I had a chance to speak up close and personal with a few of the English-speaking (much much) higher rollers in the profession, Paul Hodges and Sarah Mottram, and engage them in a fierce conversation or two. Both of them are doing nice work, but work from a perspective that (too narrowly, in my opinion) targets only the voluntary efferent aspect of the multi-dimensional human nervous system and leaves out consideration of all its afferent aspects, handling only to "correct" somebody's posture, or to electrically "stimulate" some sort of observable and variable muscular response. Neither of these people have anything much to say about strategic deliberate handling of tissue or what the brain might think about that on all its multiple levels, so I suppose the conversations were mostly just flybys. They were entertaining though.. and these are sweet people - just not on any kind of resonant human primate social grooming level with me at all. In any way. Whatsoever. They believe (at least I gathered they do) that motor output is all there is or should be interesting in PT. The "movement specialist" thing. This to me indicates a seriously blinkered perspective which shrinks the interactive aspects of physiotherapy to "operator" stance only, and doesn't explicitly deal with somatosensory input or the kinds of (usually favorable, provided the nervous system isn't sick) changes, effects on pain perception, which can catalyze in a neuromatrix on multiple levels. Sarah commented that she thought my term "human primate social grooming" was "horrid." Alrighty then...
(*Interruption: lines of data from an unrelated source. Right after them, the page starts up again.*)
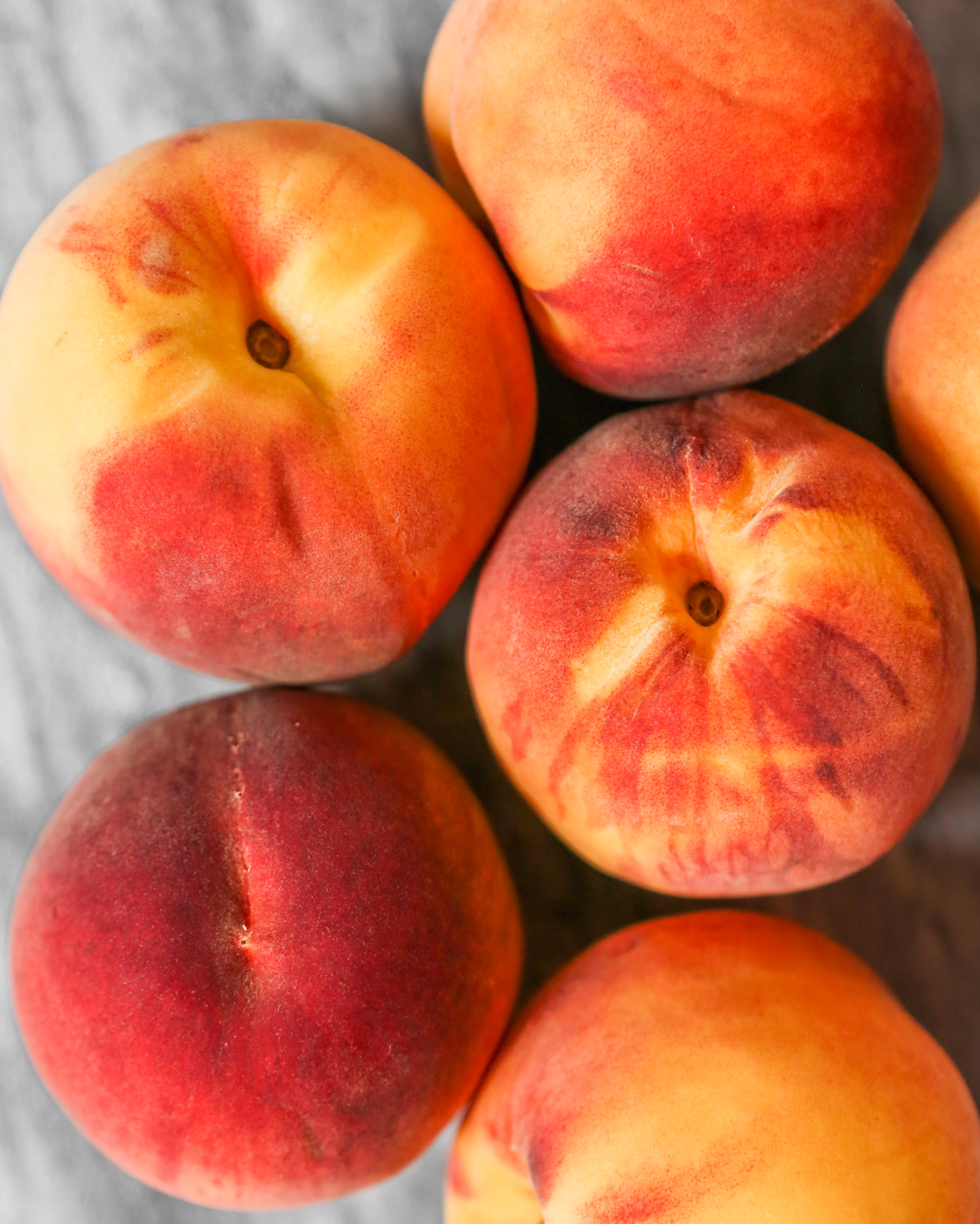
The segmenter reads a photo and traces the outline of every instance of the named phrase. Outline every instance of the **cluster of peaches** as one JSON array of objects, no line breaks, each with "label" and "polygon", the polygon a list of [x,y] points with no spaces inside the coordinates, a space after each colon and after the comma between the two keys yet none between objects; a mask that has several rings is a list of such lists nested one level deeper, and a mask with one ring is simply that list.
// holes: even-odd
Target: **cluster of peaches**
[{"label": "cluster of peaches", "polygon": [[[726,388],[894,268],[938,168],[925,55],[893,0],[456,0],[425,115],[458,203],[350,131],[217,125],[94,174],[10,277],[24,536],[104,624],[256,685],[131,732],[42,834],[11,933],[29,1054],[113,1160],[209,1206],[345,1193],[473,1098],[451,1224],[976,1224],[958,1072],[793,924],[624,930],[505,1037],[521,923],[478,802],[418,732],[303,688],[408,650],[511,508],[517,283],[572,377],[673,401],[582,437],[489,552],[467,661],[516,786],[686,896],[894,845],[970,717],[956,547],[871,443]],[[980,206],[888,384],[980,581]]]}]

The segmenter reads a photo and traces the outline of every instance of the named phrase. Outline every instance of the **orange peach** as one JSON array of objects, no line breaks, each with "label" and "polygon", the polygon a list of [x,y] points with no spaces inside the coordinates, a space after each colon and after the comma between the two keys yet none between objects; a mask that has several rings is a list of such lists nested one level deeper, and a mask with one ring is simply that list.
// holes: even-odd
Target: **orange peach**
[{"label": "orange peach", "polygon": [[475,1088],[521,974],[479,804],[391,715],[256,690],[76,782],[11,919],[42,1078],[110,1159],[211,1207],[394,1173]]},{"label": "orange peach", "polygon": [[371,671],[522,477],[519,306],[446,193],[341,127],[201,127],[99,170],[0,301],[0,475],[102,622],[189,667]]},{"label": "orange peach", "polygon": [[902,454],[980,589],[980,200],[905,290],[886,377]]},{"label": "orange peach", "polygon": [[748,382],[837,332],[940,164],[893,0],[456,0],[424,102],[554,360],[642,399]]},{"label": "orange peach", "polygon": [[490,741],[592,863],[784,892],[888,849],[967,732],[967,585],[870,442],[733,392],[604,422],[505,524],[468,667]]},{"label": "orange peach", "polygon": [[620,931],[533,1000],[447,1224],[975,1224],[980,1120],[856,957],[756,914]]}]

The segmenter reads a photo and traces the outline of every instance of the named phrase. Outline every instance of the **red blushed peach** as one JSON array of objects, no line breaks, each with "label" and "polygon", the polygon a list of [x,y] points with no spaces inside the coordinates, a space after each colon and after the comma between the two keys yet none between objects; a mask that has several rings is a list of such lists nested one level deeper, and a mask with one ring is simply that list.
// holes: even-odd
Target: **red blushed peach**
[{"label": "red blushed peach", "polygon": [[774,918],[643,923],[512,1031],[456,1141],[447,1224],[976,1224],[953,1064],[842,947]]},{"label": "red blushed peach", "polygon": [[942,129],[892,0],[456,0],[425,115],[555,361],[643,399],[748,382],[853,318]]},{"label": "red blushed peach", "polygon": [[189,667],[371,671],[436,616],[534,430],[517,299],[382,144],[184,132],[48,218],[0,301],[0,475],[105,624]]},{"label": "red blushed peach", "polygon": [[426,739],[257,690],[82,775],[10,955],[27,1049],[85,1135],[159,1190],[252,1209],[421,1152],[500,1039],[521,949],[486,819]]},{"label": "red blushed peach", "polygon": [[870,442],[755,392],[614,417],[530,486],[468,666],[573,849],[665,892],[784,892],[888,849],[963,742],[953,545]]},{"label": "red blushed peach", "polygon": [[980,589],[980,200],[905,290],[886,376],[903,457]]}]

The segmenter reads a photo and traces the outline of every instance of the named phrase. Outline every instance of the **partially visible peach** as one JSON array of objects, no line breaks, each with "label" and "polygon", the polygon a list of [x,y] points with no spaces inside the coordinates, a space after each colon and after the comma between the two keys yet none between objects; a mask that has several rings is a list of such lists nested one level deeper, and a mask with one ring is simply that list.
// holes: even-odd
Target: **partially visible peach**
[{"label": "partially visible peach", "polygon": [[371,671],[454,591],[534,430],[492,251],[405,158],[219,124],[99,170],[0,301],[0,474],[111,628],[189,667]]},{"label": "partially visible peach", "polygon": [[477,590],[468,667],[516,785],[665,892],[784,892],[884,853],[970,717],[952,541],[870,442],[755,392],[639,409],[560,455]]},{"label": "partially visible peach", "polygon": [[551,356],[642,399],[748,382],[837,332],[940,164],[893,0],[456,0],[424,102]]},{"label": "partially visible peach", "polygon": [[980,590],[980,200],[905,290],[886,378],[902,454]]},{"label": "partially visible peach", "polygon": [[490,1067],[447,1224],[975,1224],[980,1120],[871,971],[756,914],[578,957]]},{"label": "partially visible peach", "polygon": [[423,736],[257,690],[82,775],[10,955],[27,1049],[85,1135],[159,1190],[256,1209],[418,1155],[494,1053],[521,950],[486,819]]}]

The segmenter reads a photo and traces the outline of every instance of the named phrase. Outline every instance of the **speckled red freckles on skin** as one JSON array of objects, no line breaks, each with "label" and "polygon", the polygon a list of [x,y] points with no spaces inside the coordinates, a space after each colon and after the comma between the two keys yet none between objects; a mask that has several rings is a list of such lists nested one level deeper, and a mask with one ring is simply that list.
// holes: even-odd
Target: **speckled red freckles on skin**
[{"label": "speckled red freckles on skin", "polygon": [[506,869],[421,737],[262,690],[138,728],[18,892],[20,1023],[136,1176],[289,1206],[393,1173],[448,1121],[519,974]]},{"label": "speckled red freckles on skin", "polygon": [[235,679],[353,674],[364,651],[381,666],[419,611],[371,499],[307,427],[250,438],[228,416],[201,405],[102,460],[91,602],[169,657]]},{"label": "speckled red freckles on skin", "polygon": [[[617,611],[650,581],[669,591],[637,541],[687,507],[726,524],[690,579],[725,592],[718,651],[692,639],[682,583],[655,647],[639,644],[609,692],[577,696],[577,665]],[[744,567],[746,541],[766,528],[772,548],[791,514],[809,551],[767,553],[729,589],[728,532]],[[468,663],[502,760],[560,835],[636,883],[720,896],[824,883],[883,853],[952,766],[973,645],[949,541],[897,466],[811,414],[734,393],[625,414],[541,474],[484,568]],[[600,860],[601,831],[619,848]]]},{"label": "speckled red freckles on skin", "polygon": [[[522,7],[530,15],[533,6],[496,7],[503,11],[488,17],[483,6],[463,39],[457,84],[469,110],[453,138],[528,284],[549,353],[573,377],[647,399],[748,382],[827,339],[884,283],[935,182],[942,127],[931,70],[897,7],[820,6],[806,33],[790,22],[797,28],[786,45],[773,43],[768,62],[760,54],[774,37],[764,5],[704,5],[699,37],[676,28],[669,5],[612,4],[599,16],[566,4],[549,35],[533,17],[522,21]],[[826,45],[843,56],[822,45],[821,20]],[[548,53],[534,60],[537,72],[500,71],[507,47],[532,39],[555,44],[550,110],[528,104],[541,93]],[[849,54],[842,69],[837,61]],[[795,92],[782,103],[786,56],[795,76],[783,89]],[[758,80],[739,70],[742,60]],[[492,118],[490,104],[473,100],[480,71]],[[828,104],[832,73],[839,102]],[[820,99],[809,113],[799,105],[807,75]],[[573,133],[568,95],[577,103]],[[491,149],[486,133],[501,130]],[[582,168],[587,159],[566,151],[586,142]],[[624,147],[628,157],[617,157]],[[575,200],[601,165],[610,192],[575,251],[561,244],[560,279],[549,278],[546,261],[539,266],[550,246],[514,207],[530,196],[539,223],[546,218],[545,201],[534,197],[537,165],[548,168],[543,182],[556,193],[567,182]],[[581,211],[588,215],[587,200]]]},{"label": "speckled red freckles on skin", "polygon": [[[905,65],[894,71],[911,78]],[[628,88],[648,93],[650,82],[636,73]],[[590,386],[659,398],[750,382],[816,348],[873,296],[900,250],[892,234],[916,160],[907,135],[922,122],[909,105],[914,91],[895,97],[886,113],[864,108],[788,131],[782,171],[764,143],[713,148],[715,125],[706,122],[696,184],[677,185],[668,201],[646,198],[648,177],[636,193],[625,180],[628,231],[609,234],[565,284],[526,290],[550,355]],[[696,115],[687,126],[698,129]],[[826,151],[822,160],[815,149]],[[807,165],[812,193],[795,177]],[[827,202],[824,176],[860,184],[864,207]],[[549,334],[538,302],[582,327],[573,349]]]}]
I have more blog posts to make about this fantastic adventure, and I will. I'll tell you all about Brazil from the vantage point of a human primate social groomer of exceedingly low rank in the greater human troop, who quite suddenly found herself being treated like a queen and knew not quite what to make of it all.

However, now I have to arrange to go back to Vancouver for 5 days, rent a car, dismantle what's left of my practice, deal with paperwork (never my fave), get rid of the "stuff" (treatment table, etc.), stow my patient files appropriately and legally with a PT in BC (already organized) until they have expired, visit the bookkeeper, pick up and file my income tax finally - I have til mid-June apparently.

This is all major organizing-cognitive hard drive stuff for me. I'm never very good at it, or at least I always feel completely incompetent at it, but I have to say I doubt I could have got any of it done the shape my cognitive hard drive was in a year ago or even half a year ago - it has been doing a lot better since moving back into sunshine. Now I can remember lists of items again, as long as they aren't very long. I can make plans again and execute them more seamlessly instead of just following my nose around and course-correcting by bumping into the walls of reality/social troop requirements. Things are looking up this year. Less stress, less depression, less pressure, less rain and fewer foggy grey days.